Making Tortillas in Guatemala

Making Tortillas in Guatemala

Yesterday I mentioned that the traditional baked-clay comales are disappearing in Guatemala in favor of the metal comal; heated through gas. All this talk about the comal and some of you might be wondering what the heck, what is the comal and what is used for? Well, the comal is the Pre-Colombian stove for Mesoamerica. It is used mostly to cook maize-based tortillas, a Spanish term derived from the word torta, meaning a round cake.

The tortilla, that is most familiar to North Americans and quite possible most of the world, is a kind of thin unleavened flat bread, made from finely ground maize (corn) or wheat flour. Here I am paraphrasing the entry of Tortillas in Wikipedia (click the link for a longer definition).
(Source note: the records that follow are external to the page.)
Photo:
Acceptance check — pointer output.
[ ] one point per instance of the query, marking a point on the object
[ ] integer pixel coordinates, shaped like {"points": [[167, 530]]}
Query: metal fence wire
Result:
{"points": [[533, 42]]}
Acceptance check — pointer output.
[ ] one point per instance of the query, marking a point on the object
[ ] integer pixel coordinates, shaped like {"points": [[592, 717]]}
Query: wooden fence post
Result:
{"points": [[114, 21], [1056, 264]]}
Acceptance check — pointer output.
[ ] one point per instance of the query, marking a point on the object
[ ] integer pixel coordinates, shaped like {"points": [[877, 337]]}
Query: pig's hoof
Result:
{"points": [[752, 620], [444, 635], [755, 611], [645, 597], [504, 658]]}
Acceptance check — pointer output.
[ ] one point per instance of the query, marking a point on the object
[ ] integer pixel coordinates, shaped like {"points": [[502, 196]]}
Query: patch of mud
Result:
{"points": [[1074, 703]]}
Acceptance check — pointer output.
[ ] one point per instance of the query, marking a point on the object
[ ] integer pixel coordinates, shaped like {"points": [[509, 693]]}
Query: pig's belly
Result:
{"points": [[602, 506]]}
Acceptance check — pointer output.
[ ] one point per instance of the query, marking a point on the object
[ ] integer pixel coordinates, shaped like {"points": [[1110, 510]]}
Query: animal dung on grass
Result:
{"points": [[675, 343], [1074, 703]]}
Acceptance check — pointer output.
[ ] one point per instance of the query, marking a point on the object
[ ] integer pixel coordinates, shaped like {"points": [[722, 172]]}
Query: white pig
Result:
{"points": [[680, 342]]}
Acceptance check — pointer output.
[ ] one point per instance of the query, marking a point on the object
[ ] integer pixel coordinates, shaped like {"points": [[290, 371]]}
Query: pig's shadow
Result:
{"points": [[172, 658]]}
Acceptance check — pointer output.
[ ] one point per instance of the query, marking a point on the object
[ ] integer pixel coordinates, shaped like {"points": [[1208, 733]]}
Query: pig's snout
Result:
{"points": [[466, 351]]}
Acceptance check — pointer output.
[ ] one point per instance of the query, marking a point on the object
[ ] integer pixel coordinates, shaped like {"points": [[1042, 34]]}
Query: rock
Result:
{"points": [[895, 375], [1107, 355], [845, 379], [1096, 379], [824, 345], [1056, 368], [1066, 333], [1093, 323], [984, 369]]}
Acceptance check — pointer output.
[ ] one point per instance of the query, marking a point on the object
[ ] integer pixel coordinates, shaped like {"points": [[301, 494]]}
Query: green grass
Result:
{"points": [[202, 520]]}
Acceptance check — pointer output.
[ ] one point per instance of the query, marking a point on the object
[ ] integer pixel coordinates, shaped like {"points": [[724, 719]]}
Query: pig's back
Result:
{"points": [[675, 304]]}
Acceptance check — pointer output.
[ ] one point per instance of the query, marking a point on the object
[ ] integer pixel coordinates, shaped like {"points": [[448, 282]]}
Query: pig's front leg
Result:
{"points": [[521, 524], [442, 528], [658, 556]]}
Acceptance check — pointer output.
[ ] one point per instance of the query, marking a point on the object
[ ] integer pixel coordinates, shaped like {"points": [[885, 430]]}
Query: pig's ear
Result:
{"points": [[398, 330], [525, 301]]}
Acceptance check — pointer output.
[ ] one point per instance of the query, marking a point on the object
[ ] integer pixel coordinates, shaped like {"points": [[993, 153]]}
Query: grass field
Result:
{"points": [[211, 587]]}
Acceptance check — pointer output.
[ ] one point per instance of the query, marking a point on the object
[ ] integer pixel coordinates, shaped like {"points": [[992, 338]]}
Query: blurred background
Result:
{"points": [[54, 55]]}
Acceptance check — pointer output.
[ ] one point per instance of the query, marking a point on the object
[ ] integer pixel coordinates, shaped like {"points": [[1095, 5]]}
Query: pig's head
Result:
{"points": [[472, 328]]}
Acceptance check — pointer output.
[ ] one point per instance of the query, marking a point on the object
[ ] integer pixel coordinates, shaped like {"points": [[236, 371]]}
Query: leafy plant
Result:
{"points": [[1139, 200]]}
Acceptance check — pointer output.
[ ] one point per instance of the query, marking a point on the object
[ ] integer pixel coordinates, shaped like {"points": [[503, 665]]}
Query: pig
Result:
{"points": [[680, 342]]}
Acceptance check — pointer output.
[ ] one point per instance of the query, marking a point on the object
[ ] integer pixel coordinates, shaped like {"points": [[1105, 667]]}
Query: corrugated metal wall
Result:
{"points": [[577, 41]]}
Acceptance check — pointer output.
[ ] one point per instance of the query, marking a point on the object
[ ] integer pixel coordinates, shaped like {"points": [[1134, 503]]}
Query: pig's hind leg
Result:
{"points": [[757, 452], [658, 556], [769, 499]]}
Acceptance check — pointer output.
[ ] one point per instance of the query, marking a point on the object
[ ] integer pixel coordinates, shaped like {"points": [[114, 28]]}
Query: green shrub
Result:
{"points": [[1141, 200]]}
All the cultures of the world found a way to include carbohydrates in their diet. Maize-based foods and tortillas are the carbohydrates for the Mesoamerican cultures. It is the equivalent of rice and wheat for Asia and Europe. Maize, however, is much more than a food group. Maize defines the Mesoamerica’s peoples. I have posted several entries regarding maize, but I believe I stated its importance more clearly in Mayan Pizza and Frijoles Colorados. Maize is one of the most important ingredients in the genesis of the human kind according the Popul Vuh, the Mayan equivalent of the Bible.

In this photo, we have a window into the tortilla-making process as it is done in Guatemala. Unlike Mexico, where tortillerí­as, the place where they make and sell tortillas, are micro-industrial joints and tortillas are made with machines and in large numbers, in Guatemala tortillas are made by hand and in a setting pretty much like this one.

This photo does not have great color, as I like, but I was very lucky to be permitted to photograph these two indigenous women in front of their comal. The photograph was taken at night with a tripod and with lens opened for 3 seconds. I am happy with the overall feel and rhythm of the image. What do you think of it?